Bannon dramatizes the theme of Palin’s persecution at the hands of her enemies in the media and both political parties, a notion the former governor has long embraced. Images of lions killing a zebra and a dead medieval soldier with an arrow sticking in his back dramatize the ethics complaints filed by obscure Alaskan citizens, which Palin has cited as the primary reason for her sudden resignation in July of 2009.

The Palin crowd responds favorably to propaganda, so expect this Riefenstahl-like portrait to benefit the vindictive reality TV star.

Iran has a culture minister?

When he’s not keeping silent on his regime’s jailing of artists who support the country’s reform movement, Iran’s deputy culture minister Javad Shamaqdari is defending directors who claim sympathy to Adolf Hitler.

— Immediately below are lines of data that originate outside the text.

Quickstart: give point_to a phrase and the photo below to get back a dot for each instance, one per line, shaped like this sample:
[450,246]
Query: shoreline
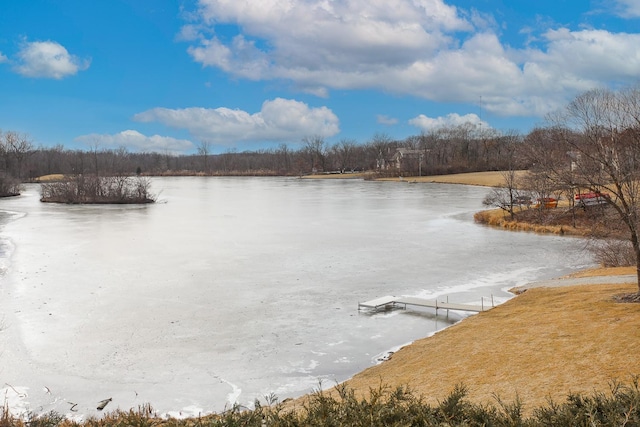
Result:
[522,349]
[428,337]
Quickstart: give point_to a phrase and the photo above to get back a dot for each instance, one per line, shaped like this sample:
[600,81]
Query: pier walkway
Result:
[391,302]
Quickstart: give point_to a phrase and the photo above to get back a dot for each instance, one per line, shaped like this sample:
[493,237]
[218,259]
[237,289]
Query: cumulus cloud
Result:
[137,142]
[48,59]
[423,48]
[628,8]
[426,124]
[278,120]
[386,120]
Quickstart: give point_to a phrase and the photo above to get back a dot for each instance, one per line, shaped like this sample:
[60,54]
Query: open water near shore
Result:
[230,289]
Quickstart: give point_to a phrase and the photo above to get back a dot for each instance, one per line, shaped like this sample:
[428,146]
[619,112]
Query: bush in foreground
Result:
[98,189]
[386,407]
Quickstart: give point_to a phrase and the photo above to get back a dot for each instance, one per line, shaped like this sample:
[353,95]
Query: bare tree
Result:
[602,128]
[344,150]
[204,149]
[315,148]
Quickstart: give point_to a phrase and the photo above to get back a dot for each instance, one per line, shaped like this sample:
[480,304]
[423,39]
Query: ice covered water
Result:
[229,289]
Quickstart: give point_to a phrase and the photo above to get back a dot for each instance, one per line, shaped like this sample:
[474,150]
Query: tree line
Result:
[454,149]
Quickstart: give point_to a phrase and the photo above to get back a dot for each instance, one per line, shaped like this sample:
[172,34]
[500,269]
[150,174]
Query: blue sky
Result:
[166,75]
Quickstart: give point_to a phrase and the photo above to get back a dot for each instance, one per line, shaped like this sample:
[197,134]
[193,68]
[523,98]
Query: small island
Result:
[94,189]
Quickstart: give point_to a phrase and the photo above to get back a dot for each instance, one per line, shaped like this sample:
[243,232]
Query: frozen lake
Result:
[229,289]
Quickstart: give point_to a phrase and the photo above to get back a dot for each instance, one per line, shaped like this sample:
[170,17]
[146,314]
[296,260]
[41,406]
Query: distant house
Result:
[402,155]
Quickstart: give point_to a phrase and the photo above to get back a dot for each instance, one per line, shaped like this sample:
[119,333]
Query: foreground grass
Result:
[543,344]
[390,407]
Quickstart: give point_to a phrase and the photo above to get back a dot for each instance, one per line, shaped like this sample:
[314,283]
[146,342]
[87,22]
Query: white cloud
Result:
[386,120]
[47,60]
[426,124]
[423,48]
[137,142]
[627,8]
[278,120]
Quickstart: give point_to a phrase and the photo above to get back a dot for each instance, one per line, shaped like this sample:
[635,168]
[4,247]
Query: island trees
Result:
[596,139]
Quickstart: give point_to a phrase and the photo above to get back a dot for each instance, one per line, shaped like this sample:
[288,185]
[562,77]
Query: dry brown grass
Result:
[543,344]
[500,218]
[486,179]
[604,271]
[50,178]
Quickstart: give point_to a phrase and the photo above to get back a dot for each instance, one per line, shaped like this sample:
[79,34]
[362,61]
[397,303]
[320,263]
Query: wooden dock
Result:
[392,302]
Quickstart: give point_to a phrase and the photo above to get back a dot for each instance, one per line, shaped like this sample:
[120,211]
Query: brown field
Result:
[487,179]
[541,345]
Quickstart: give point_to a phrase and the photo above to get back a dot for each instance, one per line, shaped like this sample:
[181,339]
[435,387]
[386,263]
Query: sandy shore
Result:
[557,337]
[543,344]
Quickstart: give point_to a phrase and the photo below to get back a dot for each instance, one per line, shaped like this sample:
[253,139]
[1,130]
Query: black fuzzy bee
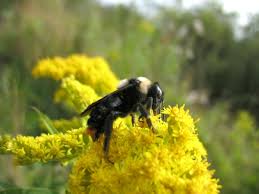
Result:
[132,95]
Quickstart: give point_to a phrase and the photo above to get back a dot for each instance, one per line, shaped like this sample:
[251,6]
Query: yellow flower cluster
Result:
[92,71]
[171,161]
[64,125]
[60,147]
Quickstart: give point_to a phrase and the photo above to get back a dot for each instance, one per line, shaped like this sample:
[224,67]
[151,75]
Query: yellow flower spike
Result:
[144,162]
[92,71]
[58,147]
[64,125]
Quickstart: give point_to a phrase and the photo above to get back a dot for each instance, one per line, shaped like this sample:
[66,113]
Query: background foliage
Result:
[195,54]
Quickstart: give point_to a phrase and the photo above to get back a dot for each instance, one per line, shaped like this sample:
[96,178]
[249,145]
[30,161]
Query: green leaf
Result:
[46,121]
[16,190]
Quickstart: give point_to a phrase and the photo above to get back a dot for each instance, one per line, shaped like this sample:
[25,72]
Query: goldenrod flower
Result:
[60,147]
[64,125]
[171,161]
[92,71]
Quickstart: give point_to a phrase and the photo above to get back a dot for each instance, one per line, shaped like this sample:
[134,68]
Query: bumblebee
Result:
[132,96]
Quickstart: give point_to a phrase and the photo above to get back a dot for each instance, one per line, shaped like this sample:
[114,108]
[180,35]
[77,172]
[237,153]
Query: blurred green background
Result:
[199,56]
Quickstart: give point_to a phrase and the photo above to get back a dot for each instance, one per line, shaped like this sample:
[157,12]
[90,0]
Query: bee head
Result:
[157,94]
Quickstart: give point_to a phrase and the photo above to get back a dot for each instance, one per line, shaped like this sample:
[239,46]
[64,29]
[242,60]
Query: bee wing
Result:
[96,103]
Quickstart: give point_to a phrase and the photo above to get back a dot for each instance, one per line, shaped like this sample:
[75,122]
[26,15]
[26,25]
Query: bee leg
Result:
[146,115]
[132,119]
[108,130]
[149,103]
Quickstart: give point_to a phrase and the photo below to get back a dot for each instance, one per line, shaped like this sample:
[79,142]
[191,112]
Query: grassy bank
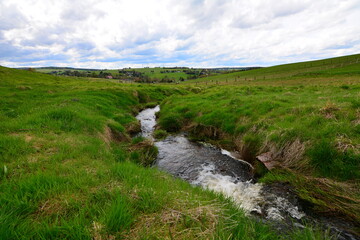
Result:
[309,127]
[69,169]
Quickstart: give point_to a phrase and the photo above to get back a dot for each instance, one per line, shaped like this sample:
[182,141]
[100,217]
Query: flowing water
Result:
[218,170]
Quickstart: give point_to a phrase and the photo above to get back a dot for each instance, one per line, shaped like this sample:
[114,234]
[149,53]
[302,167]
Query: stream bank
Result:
[218,170]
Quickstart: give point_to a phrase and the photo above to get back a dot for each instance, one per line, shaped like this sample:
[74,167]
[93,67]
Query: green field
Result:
[153,74]
[70,170]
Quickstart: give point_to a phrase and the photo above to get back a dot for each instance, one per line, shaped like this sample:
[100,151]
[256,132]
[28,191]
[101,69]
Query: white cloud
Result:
[118,33]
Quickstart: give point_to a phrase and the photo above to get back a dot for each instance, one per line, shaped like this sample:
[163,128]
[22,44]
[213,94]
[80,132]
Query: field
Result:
[153,74]
[70,169]
[304,119]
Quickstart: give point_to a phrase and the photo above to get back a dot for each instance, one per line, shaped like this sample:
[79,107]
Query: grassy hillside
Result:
[306,122]
[69,169]
[327,70]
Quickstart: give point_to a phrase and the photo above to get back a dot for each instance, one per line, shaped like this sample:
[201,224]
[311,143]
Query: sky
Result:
[194,33]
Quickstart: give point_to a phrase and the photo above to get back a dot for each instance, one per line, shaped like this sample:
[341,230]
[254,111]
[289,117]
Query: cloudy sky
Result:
[197,33]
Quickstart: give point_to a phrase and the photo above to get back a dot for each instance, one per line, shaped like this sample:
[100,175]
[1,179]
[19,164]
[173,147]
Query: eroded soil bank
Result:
[218,170]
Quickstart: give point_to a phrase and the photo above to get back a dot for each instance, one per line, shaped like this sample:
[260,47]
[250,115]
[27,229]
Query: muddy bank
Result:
[216,169]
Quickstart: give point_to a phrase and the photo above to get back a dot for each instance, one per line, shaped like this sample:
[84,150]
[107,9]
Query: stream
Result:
[219,170]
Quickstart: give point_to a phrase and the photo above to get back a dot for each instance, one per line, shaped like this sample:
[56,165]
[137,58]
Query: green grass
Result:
[327,70]
[305,114]
[69,169]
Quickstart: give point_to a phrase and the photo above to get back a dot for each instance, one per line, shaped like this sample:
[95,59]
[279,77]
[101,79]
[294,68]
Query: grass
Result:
[69,169]
[309,123]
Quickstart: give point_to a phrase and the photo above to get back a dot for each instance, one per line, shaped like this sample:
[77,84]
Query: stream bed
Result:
[216,169]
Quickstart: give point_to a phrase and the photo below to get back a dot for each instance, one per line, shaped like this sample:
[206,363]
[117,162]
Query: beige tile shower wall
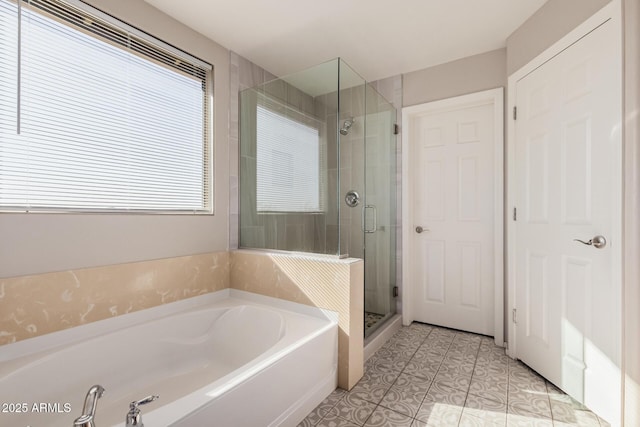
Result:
[325,282]
[36,305]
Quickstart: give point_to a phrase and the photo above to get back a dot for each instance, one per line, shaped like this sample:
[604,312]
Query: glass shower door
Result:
[379,211]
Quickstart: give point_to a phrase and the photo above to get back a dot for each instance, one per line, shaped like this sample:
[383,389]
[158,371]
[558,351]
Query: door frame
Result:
[496,98]
[611,11]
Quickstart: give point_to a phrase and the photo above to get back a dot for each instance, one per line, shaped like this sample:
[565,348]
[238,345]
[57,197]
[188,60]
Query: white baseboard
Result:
[381,336]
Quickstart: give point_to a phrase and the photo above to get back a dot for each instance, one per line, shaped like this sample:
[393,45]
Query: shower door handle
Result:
[375,219]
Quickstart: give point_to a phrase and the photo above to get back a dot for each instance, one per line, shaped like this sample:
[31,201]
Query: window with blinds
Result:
[98,116]
[287,160]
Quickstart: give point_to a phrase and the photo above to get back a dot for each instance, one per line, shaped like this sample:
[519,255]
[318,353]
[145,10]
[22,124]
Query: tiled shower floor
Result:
[431,376]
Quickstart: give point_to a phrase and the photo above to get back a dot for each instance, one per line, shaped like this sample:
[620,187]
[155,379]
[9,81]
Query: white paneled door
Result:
[567,188]
[455,151]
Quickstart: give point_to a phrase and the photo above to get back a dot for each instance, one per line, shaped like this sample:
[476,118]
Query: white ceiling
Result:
[378,38]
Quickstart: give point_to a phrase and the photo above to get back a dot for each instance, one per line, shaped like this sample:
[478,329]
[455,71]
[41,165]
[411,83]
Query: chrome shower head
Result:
[346,126]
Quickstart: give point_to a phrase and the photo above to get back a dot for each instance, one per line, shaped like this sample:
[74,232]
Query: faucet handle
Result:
[134,418]
[134,405]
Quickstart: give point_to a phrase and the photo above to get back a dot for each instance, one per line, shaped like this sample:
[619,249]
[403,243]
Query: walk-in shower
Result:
[317,174]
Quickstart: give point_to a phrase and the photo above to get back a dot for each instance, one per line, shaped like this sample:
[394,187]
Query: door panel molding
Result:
[466,134]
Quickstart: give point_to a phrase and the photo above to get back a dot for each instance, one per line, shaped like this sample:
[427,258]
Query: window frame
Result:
[208,137]
[275,106]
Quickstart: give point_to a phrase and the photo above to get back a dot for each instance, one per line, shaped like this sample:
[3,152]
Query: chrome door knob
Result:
[598,242]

Director Lars von Trier has since apologized for his “unintelligent, ambiguous and needlessly hurtful” remarks about the Fuhrer, which got him banned from the Cannes Film Festival award ceremony (some punishment). Shamaqdari sent a letter blasting the decision by festival organizers, mocking their claim of defending free speech “a meaningless slogan.”

Meanwhile, a film by an Iranian director, Mohammad Rasoulof — sentenced to six years in jail and banned from filmmaking for 20 years on charges that included “making propaganda” against the ruling system — won a prize at Cannes.

Like von Trier, he won’t be at the awards ceremony.